How & When to Talk to Your Spouse about Divorce
Advice from Our Orange County Divorce Attorneys
Separating from your husband or wife takes a toll on you mentally, emotionally,
and even physically. In most cases, you would have lived with your partner
for many years, shared intimate experiences, been through the good and
the bad together and given your life’s most important years to your
family. Ending a marriage can be traumatic. Serious ramifications such
as division of property, custody of children, financial state, reactions
of family and friends, all make people put off the “separation talk”
for as long as possible. But staying in a bad marriage is not a solution
either. So you need to get over your anxieties, stop stressing about the
consequences, and broach the difficult subject of separation or divorce
with your spouse. It will be emotionally draining, no doubt, but there
are a few things you can keep in mind, which could help break the news
more gently and aid both partners in dealing with the consequences.
Know What You Want
Many spouses have occasional thoughts about divorce, especially if they
are facing a rough patch in their marriage or if there have been recurring
arguments at home.
That does not mean that you should get up at the first impulse and file
for separation. Communicating with your spouse about the problems you
are facing and what you both can do to overcome them often helps smooth
things out.
Divorce is one of the last ways out of a failing marriage. If you have
sincerely tried over time to solve the issues, but all efforts of reconciliation
with your spouse have failed, it might be finally time to inform them
about your decision to separate.
Think about the consequences of your decision and be ready to deal with
them. But before you say anything, be absolutely sure that there is no
other way out and divorce is what you want.
Do Your Research
Once you are sure that separation is what you want, you might be impatient
to get it over with soon. But divorce is a complicated affair so do good
research on how the separation process works, what kind of resources you
will need for it, and how it will impact your life.
Every state has different laws dealing with divorce and every person’s
circumstances are different too. Read up on local state laws relating
to divorce,
property rights,
child custody,
spousal support, and
child support.
Find the best local lawyers who specialize in divorce cases and who can
help you in your situation. Divorce is much more than two people who stop
living together. Therefore it is important to be equipped with proper
information before you proceed.
Choose the Right Time & Place
The “separation talk” is not a very pleasant discussion and
you want to make sure that you do it at a comfortable time, in a safe
and convenient location. Choosing the right time and place can help make
the conversation less stressful and traumatic.

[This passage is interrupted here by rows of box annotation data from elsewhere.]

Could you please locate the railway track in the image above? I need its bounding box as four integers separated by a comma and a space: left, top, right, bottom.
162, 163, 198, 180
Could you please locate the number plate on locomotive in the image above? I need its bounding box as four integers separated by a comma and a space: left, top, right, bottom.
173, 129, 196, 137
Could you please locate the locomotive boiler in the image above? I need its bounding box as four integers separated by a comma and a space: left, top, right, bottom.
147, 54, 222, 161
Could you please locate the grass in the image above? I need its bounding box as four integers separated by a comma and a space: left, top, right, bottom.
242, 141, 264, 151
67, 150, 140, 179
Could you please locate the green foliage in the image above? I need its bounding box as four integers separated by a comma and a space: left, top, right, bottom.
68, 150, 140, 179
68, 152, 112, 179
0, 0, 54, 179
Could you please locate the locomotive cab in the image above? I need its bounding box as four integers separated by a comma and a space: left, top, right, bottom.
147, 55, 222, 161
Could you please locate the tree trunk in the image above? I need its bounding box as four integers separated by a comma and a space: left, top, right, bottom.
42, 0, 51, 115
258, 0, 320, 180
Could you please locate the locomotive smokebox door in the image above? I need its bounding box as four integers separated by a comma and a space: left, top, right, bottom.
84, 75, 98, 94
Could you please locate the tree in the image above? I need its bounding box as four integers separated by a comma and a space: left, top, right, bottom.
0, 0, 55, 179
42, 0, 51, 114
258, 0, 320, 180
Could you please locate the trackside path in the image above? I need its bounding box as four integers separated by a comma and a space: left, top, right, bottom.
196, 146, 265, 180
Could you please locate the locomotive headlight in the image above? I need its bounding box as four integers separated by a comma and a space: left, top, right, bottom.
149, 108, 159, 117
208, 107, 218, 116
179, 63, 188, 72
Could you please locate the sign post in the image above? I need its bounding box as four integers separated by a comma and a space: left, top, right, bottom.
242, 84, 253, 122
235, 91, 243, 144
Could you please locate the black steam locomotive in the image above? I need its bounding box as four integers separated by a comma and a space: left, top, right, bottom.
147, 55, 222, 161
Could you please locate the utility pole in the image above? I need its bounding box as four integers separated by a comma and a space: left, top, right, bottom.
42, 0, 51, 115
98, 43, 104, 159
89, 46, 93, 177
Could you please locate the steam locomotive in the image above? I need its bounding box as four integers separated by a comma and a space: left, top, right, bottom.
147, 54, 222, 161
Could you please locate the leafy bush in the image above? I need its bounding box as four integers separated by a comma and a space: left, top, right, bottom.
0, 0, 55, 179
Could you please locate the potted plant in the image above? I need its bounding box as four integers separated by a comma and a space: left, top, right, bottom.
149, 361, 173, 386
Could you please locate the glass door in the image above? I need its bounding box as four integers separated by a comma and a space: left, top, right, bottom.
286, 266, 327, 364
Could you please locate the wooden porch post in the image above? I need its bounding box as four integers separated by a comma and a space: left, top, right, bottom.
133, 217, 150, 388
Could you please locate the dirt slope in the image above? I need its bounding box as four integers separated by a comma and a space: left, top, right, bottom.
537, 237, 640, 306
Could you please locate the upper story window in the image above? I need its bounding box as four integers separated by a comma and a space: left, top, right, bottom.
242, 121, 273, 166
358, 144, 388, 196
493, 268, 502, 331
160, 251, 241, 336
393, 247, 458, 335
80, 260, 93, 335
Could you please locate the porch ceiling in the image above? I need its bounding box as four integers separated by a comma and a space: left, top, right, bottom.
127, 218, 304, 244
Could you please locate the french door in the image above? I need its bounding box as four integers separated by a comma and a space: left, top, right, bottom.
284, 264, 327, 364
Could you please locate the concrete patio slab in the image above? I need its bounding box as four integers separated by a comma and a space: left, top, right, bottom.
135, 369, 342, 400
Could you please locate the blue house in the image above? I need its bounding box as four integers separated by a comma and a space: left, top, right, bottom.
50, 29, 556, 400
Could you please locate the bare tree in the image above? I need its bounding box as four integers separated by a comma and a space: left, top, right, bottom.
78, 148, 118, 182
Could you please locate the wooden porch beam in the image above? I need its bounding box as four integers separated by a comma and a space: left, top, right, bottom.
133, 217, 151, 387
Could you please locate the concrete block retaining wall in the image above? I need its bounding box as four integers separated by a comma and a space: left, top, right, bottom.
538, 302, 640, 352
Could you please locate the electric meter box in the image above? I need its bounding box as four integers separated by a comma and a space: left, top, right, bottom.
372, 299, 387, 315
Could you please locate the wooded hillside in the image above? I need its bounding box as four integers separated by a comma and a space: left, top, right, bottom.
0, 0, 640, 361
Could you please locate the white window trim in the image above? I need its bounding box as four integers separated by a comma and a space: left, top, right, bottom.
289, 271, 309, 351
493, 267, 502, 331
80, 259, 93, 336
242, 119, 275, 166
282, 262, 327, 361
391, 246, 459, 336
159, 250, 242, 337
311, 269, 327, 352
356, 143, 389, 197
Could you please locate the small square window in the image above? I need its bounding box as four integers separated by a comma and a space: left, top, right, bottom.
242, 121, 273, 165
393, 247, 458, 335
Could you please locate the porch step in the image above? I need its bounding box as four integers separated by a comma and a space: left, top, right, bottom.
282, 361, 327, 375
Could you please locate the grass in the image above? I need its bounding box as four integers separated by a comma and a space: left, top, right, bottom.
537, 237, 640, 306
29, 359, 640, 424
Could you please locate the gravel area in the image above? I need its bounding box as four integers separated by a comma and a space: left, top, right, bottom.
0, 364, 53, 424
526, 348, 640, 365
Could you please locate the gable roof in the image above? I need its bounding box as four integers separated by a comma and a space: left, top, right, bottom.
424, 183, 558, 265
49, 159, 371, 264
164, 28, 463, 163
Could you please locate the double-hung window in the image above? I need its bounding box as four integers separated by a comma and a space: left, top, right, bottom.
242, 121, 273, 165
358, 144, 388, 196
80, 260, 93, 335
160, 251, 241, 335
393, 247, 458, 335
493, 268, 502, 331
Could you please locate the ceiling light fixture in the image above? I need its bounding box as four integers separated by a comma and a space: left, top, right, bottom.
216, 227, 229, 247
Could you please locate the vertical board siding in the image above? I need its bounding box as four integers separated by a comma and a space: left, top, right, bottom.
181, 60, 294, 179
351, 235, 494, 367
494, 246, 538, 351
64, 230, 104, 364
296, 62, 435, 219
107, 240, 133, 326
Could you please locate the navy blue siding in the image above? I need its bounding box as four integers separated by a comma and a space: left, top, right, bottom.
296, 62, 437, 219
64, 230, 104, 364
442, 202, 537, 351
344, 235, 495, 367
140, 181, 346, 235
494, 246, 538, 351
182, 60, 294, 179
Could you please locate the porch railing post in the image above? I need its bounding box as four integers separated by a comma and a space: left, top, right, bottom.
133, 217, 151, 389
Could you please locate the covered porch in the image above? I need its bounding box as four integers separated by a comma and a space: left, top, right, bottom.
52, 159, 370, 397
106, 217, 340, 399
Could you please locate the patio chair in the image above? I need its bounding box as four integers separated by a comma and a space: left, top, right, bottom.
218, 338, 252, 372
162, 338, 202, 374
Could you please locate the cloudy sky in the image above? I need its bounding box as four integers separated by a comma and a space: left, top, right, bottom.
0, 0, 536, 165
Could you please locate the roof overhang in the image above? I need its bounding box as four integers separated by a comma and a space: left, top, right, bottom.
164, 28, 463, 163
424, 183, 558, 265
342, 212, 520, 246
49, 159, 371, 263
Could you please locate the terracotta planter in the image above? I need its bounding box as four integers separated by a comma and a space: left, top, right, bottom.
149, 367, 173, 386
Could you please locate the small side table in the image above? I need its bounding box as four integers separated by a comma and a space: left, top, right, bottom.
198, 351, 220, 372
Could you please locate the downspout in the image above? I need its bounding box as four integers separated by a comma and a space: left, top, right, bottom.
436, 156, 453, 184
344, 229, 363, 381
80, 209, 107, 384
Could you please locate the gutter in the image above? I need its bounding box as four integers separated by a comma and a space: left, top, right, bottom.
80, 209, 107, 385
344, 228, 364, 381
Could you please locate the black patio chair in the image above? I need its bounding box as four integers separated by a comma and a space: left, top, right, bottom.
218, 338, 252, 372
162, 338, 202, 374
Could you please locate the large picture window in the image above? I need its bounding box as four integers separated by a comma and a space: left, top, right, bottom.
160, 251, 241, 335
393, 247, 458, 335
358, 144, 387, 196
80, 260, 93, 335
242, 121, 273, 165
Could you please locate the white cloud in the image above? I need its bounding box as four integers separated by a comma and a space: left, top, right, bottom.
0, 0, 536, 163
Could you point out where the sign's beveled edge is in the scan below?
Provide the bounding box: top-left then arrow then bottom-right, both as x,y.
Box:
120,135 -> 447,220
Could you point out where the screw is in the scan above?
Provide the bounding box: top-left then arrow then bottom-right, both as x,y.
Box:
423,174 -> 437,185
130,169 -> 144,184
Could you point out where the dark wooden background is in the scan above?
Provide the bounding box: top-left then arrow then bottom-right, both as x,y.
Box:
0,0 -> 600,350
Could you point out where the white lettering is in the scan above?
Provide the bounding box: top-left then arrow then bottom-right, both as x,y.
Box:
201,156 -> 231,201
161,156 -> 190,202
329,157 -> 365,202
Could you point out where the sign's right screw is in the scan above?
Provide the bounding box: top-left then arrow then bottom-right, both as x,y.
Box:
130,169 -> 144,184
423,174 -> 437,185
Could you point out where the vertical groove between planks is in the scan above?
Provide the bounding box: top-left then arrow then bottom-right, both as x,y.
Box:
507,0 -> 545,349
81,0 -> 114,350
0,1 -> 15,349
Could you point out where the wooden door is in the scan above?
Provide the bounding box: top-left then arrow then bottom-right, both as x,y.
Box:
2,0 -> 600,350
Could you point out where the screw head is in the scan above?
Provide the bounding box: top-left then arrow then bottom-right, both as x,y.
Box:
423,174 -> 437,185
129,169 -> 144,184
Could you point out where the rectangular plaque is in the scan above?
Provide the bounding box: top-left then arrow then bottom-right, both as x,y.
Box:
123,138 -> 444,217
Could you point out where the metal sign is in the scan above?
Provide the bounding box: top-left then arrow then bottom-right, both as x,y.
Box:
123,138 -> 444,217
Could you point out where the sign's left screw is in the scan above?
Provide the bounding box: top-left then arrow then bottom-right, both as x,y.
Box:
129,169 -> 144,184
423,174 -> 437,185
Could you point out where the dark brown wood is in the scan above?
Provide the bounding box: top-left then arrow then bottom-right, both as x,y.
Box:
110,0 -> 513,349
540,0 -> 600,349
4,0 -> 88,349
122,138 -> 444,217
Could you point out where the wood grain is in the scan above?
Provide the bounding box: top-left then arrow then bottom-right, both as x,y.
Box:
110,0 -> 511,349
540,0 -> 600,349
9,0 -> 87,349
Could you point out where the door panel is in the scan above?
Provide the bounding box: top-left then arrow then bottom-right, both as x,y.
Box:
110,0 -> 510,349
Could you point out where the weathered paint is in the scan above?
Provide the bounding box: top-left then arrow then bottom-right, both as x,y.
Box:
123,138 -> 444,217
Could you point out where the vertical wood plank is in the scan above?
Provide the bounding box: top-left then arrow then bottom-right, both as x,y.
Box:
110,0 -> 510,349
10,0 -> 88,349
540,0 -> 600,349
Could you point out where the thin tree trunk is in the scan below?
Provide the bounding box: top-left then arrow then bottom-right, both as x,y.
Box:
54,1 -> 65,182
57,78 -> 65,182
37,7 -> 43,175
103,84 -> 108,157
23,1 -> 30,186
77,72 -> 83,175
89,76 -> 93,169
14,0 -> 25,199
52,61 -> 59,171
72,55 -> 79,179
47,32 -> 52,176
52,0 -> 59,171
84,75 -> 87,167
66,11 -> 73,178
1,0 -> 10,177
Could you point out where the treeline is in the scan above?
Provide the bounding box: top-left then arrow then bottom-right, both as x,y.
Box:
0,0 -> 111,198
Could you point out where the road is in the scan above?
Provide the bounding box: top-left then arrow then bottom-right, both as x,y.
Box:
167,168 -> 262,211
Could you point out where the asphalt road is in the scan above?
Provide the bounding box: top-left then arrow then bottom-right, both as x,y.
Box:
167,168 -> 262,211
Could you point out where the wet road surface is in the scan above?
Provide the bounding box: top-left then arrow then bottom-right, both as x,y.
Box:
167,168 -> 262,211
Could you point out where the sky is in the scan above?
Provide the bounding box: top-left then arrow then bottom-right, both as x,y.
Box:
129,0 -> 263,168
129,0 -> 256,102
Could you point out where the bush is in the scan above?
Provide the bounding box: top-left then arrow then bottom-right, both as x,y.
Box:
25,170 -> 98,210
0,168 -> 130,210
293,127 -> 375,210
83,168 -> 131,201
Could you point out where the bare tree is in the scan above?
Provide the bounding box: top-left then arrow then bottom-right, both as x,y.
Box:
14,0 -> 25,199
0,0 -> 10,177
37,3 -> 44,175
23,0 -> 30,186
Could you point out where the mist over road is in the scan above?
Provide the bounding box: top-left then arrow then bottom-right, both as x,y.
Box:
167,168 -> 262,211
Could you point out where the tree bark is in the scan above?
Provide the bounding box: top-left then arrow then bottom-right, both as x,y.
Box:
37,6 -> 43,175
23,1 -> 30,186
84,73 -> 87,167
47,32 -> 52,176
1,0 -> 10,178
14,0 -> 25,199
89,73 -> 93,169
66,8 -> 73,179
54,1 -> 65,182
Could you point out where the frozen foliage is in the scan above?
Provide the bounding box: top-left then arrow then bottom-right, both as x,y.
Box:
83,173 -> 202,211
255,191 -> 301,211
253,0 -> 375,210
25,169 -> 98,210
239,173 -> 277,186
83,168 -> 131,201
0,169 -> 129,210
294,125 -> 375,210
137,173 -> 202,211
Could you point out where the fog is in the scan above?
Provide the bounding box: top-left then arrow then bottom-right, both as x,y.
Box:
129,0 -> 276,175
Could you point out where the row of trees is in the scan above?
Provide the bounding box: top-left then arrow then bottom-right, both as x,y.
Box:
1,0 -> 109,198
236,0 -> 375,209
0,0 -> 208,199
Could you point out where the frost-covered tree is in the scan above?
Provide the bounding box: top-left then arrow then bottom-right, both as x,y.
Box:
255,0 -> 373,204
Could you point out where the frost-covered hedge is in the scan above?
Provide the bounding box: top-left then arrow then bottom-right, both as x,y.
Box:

The conversation can get very emotional so don’t do it in public.
Speak to your partner when you both are at home and in a comfortable state.
If either of you is busy, stressed, inebriated or angry, you won’t
be able to understand each other well and the discussion can result in
more arguing.
Don’t Bring Up Divorce While Fighting
Just like many people think about separation on bad days, many couples
throw in the threat of divorce while fighting or arguing.
The problem with this is that you may not realize the gravity of what you
have said because you were angry, and this causes things to escalate even
when the situation is not that bad.
Secondly, bringing up divorce each time you argue, makes it lose its seriousness
and you may be taken lightly. Your partner may feel that you are all talk
and no action. This is bad as you won’t be able to get your message
across seriously.
Communicate Honestly
If you are sure that you want to go ahead with a divorce, be honest about
your wishes and feelings with your partner. Tell him/her what you need
and how you want things to proceed. Don’t be harsh or cruel.
Handling the situation in a matured way makes it easier for both spouses
to accept the circumstances as they are and think of what they must do next.
Don’t surprise your spouse with the separation talk. If things have
been bad for a while, let them know that you are seriously considering
divorce. You can also proceed with the instructions of a hired attorney.
Give Your Spouse Time
Processing the news of an impending separation is hard, so put it across
as gently as possible and give your partner time to think over it. You
need to explain to your partner why you came to this decision and why
you think it is the best outcome for everyone involved.
Use your words carefully while breaking the news and don’t utilize
clichés like “We need to talk” or “It’s
not you, it’s me.” Be patient with your spouse but do not
stall the separation process.
Look for Amicable Solutions
It is sometimes difficult to be on good terms with your partner once you
have begun the divorce proceedings. But remember that the consequences
of your actions affect not just the two of you but your children, parents,
and others too.
As far as possible, look for mutually beneficial solutions when it comes to the
custody of children, visitation rights, child care, management of finances, and ownership
of assets.
Amicable
settlements are good for both partners in the future. There will be less hostility
towards each other and the whole process will be easier on the children.